I w tym momencie tłuścioch się wkur*. Bułgaria nie zdążyła się nacieszyć swoim sukcesem, smee tylko przez chwilę mógł sobie potrollować na temat zmian w nazewnictwie naszej byłej stolicy. Z pewnym wysiłkiem, ale szybko i pewnie pokazaliśmy Bułgarom, że jeszcze sporo wody w Wiśle upłynie nim ten kraj zbliży się do drugiego państwa eRepublik. Dostali serię klapsów i zostali dosłownie wykopani poza obszar naszych zainteresowań.

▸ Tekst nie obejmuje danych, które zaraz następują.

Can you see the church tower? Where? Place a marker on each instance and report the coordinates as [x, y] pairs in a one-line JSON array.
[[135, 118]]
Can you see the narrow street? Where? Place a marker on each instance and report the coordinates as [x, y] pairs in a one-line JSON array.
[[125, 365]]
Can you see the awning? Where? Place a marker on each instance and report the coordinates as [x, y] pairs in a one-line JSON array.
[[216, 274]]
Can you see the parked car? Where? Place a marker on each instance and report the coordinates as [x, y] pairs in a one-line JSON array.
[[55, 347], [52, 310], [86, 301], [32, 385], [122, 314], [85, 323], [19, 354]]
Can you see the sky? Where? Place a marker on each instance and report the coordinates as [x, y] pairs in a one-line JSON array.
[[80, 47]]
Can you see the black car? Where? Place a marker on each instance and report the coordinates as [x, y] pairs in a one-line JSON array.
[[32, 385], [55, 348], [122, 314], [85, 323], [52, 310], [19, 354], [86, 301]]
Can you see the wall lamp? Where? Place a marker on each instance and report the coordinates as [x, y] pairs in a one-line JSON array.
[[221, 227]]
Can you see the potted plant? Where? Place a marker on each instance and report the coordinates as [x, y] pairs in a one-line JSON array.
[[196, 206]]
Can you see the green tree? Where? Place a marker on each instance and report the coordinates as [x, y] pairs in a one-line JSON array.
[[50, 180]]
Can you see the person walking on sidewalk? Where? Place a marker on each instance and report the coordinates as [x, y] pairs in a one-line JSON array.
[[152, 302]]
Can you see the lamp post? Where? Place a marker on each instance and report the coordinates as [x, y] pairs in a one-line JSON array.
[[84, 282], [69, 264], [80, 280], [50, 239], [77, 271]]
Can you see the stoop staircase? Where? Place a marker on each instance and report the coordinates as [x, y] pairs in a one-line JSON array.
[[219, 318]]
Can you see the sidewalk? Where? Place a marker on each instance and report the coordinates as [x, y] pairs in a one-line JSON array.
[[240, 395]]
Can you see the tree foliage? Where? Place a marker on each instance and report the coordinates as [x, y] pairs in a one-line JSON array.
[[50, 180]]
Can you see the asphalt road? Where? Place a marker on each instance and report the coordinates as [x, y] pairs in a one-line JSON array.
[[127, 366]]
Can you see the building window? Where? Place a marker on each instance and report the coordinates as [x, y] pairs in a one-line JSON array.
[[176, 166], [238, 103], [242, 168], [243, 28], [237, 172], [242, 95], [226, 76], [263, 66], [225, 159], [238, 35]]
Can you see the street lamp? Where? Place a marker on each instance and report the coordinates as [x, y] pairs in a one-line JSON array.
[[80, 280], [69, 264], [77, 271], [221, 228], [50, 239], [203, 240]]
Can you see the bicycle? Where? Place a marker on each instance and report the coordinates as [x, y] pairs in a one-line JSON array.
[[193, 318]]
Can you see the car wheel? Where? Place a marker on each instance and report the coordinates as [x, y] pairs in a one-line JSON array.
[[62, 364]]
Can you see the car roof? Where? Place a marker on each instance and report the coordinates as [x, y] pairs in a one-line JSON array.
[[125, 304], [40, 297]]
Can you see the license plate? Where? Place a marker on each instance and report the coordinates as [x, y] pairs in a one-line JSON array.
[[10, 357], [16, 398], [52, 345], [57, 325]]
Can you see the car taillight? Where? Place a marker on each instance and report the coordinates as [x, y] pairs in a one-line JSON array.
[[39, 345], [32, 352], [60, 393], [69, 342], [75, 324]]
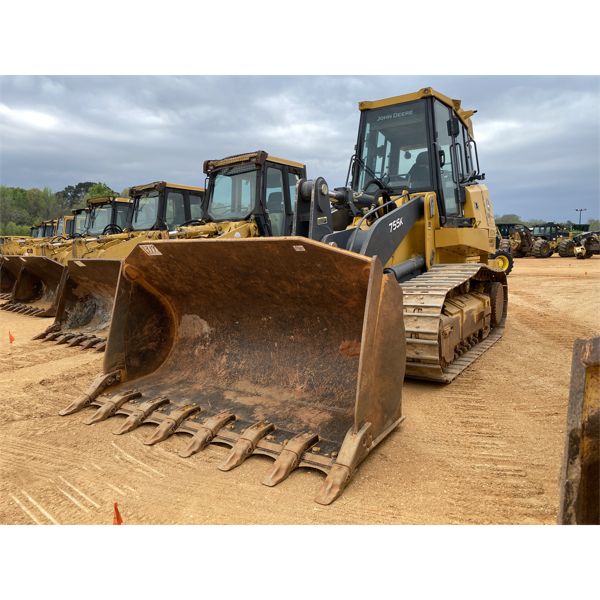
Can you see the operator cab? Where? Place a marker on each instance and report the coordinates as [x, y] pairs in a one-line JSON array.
[[37, 231], [254, 185], [79, 222], [49, 229], [107, 214], [549, 231], [418, 142], [164, 206]]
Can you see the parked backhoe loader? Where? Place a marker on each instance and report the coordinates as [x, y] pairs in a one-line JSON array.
[[580, 473], [296, 347], [37, 284], [587, 244], [547, 238], [87, 296], [87, 288]]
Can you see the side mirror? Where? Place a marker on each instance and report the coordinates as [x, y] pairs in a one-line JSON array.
[[453, 127]]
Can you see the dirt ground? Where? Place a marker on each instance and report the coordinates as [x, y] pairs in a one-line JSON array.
[[485, 449]]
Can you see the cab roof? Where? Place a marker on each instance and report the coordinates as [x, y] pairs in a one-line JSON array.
[[455, 105], [162, 184], [259, 157], [106, 200]]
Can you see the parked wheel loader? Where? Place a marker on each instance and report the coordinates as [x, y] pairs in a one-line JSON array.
[[296, 347], [41, 267], [87, 288], [566, 242], [580, 473], [546, 239], [518, 237], [10, 263], [587, 244], [502, 258]]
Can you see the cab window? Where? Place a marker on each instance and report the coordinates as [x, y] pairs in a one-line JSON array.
[[195, 205], [275, 206], [449, 187], [175, 210]]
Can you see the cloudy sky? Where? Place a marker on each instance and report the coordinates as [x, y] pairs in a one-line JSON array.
[[538, 137]]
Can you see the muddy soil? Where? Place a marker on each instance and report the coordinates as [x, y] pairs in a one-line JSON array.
[[485, 449]]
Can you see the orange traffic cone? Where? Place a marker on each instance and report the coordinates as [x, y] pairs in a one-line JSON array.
[[117, 519]]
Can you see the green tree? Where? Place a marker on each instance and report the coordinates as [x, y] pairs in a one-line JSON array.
[[73, 196], [594, 224]]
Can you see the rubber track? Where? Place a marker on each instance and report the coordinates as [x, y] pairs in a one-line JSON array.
[[424, 298]]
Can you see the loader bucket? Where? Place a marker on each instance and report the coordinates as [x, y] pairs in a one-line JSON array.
[[10, 267], [36, 290], [580, 476], [85, 304], [284, 347]]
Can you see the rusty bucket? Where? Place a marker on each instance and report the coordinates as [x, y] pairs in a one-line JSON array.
[[284, 347]]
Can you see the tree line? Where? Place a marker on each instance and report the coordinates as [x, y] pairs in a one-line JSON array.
[[21, 208], [511, 218]]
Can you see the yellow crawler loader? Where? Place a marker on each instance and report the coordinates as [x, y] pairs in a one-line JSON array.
[[296, 347], [42, 266], [87, 288]]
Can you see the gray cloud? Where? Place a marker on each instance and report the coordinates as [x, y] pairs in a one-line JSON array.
[[538, 137]]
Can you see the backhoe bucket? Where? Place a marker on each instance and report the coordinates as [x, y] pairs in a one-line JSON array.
[[84, 308], [36, 290], [580, 476], [10, 267], [284, 347]]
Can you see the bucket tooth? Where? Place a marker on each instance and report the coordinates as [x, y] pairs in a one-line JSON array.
[[52, 336], [355, 447], [246, 444], [171, 423], [290, 456], [96, 388], [77, 340], [334, 484], [140, 414], [111, 405], [90, 343], [206, 432], [48, 331]]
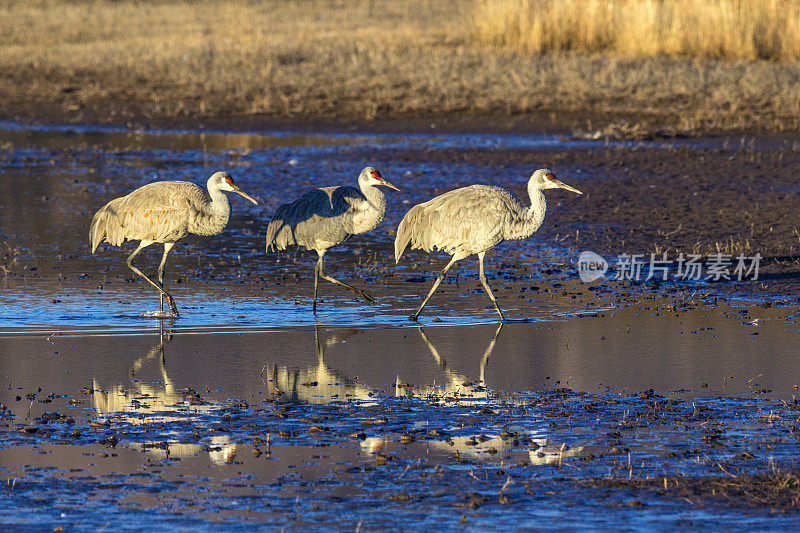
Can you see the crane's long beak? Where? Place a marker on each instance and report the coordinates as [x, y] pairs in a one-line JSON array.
[[384, 182], [240, 191], [563, 185]]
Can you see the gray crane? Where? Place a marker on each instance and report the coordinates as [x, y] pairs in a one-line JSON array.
[[325, 217], [472, 220], [164, 212]]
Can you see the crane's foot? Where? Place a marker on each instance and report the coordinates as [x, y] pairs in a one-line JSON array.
[[366, 296], [160, 314], [172, 307]]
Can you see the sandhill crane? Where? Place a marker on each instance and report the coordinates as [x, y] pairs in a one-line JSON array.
[[472, 220], [164, 212], [325, 217]]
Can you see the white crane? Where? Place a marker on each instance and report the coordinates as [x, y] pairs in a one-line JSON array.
[[325, 217], [164, 212], [472, 220]]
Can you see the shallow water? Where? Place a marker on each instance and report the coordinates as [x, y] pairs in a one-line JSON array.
[[249, 410]]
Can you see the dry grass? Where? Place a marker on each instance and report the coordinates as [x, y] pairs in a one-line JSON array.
[[727, 29], [125, 60]]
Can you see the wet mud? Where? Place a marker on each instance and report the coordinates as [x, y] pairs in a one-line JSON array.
[[661, 404]]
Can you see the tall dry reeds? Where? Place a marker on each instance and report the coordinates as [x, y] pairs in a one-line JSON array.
[[720, 29]]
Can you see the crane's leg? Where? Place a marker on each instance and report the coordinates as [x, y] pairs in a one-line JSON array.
[[486, 285], [365, 295], [317, 270], [167, 247], [436, 283], [129, 262]]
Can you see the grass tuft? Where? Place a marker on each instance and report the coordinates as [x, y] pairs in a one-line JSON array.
[[718, 29]]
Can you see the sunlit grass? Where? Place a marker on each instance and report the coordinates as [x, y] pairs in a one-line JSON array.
[[727, 29], [134, 60]]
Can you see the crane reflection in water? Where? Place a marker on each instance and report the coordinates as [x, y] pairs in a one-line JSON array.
[[322, 383], [140, 403]]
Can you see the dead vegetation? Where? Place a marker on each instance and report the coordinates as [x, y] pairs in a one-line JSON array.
[[719, 29], [777, 491], [87, 62]]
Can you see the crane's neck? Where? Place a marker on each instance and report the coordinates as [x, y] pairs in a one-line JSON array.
[[371, 214], [375, 198], [527, 220], [215, 214], [538, 207]]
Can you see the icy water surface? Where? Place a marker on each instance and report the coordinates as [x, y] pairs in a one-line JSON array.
[[589, 408]]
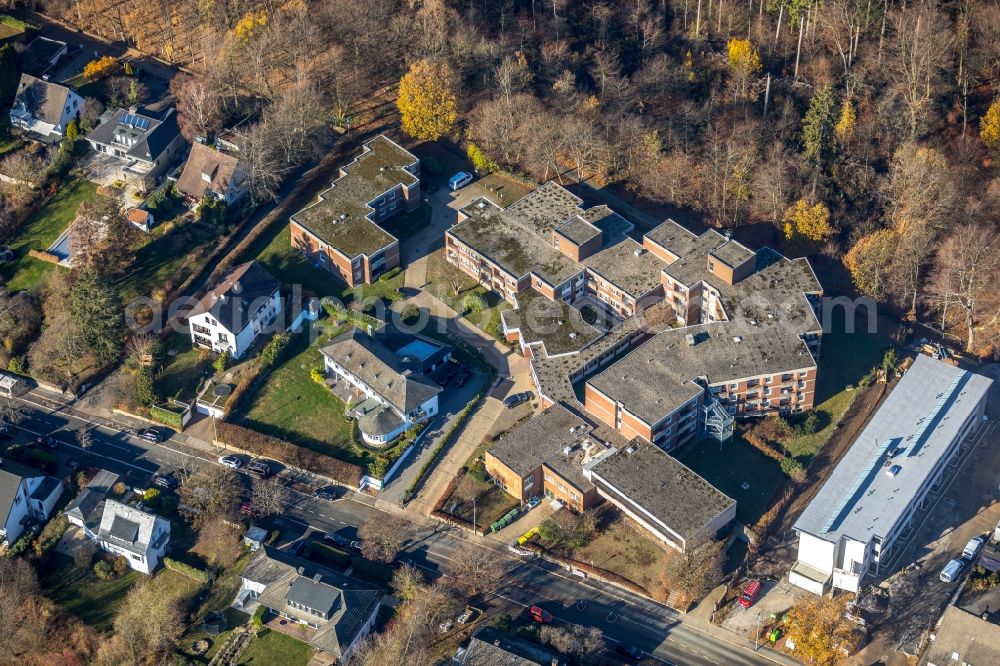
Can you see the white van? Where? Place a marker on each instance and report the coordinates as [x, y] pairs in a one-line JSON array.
[[951, 571]]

Na szczęście chwilę potem trafiliśmy w samo oko cyklonu, przyciśnięci na Zachodzie przez Kanadę i USA, z perspektywą poważnego zagrożenia na wschodzie i na południu.
Utrata Francji i odcięcie się na terenie Niemiec było zabiegiem przykrym, lecz koniecznym – z pewnymi trudnościami i nie bez wpływu mechaniki gry (nieszczęsne daily orders...przyznaję, że wbiłem z 20 tysięcy zanim się zorientowałem, że coś tu nie gra; grzech odpokutowałem z nawiązką chwilę później). Podarujmy sobie może Dżeja i jego prezydenturę, która jest idealnym antytypem – przykładem na to, jak spierniczyć wszystko, co da się spierniczyć. Podarujmy, bo przy tej dysfunkcji rządu Polak wraz z tłuszczem (w postaci bonusów) zaczął tracić również arogancję. W efekcie przypomnieliśmy sobie, że umiemy zorganizować się sami.
I dało to zadowalające rezultaty.
Rezultaty te można było zaobserwować dzisiaj na polu bitwy. Można narzekać na to, że znalazły się pewnie ciołki którym bardziej zależy na medalikach niż na grze w drużynie. Być może paru starych potentatów również powinno znaleźć się na cenzurowanym, bo nie zrobili tego czego można by się po nich spodziewać.
Niemniej jednak, co można powiedzieć o kraju, który po bardzo ciężkim i sumie dość już długim okresie wysiłku militarnego, przy maksymalnym zaangażowaniu zmusił dwóch ludzi do wbicia 170 milionów influ? Po kraju, który pozwolił Argrobowi na pobicie rekordu osobistego, w postaci absurdalnej ilości 110 milionów influ w profilu? Po kraju, który pod tak miażdżącym obstrzałem był w stanie przez cały czas walczyć na pograniczu 50:50, przechylając to w jedną, to w drugą stronę wartości na pasku stanu? I który zdołał przy tym wygrać 6 rozgrywek?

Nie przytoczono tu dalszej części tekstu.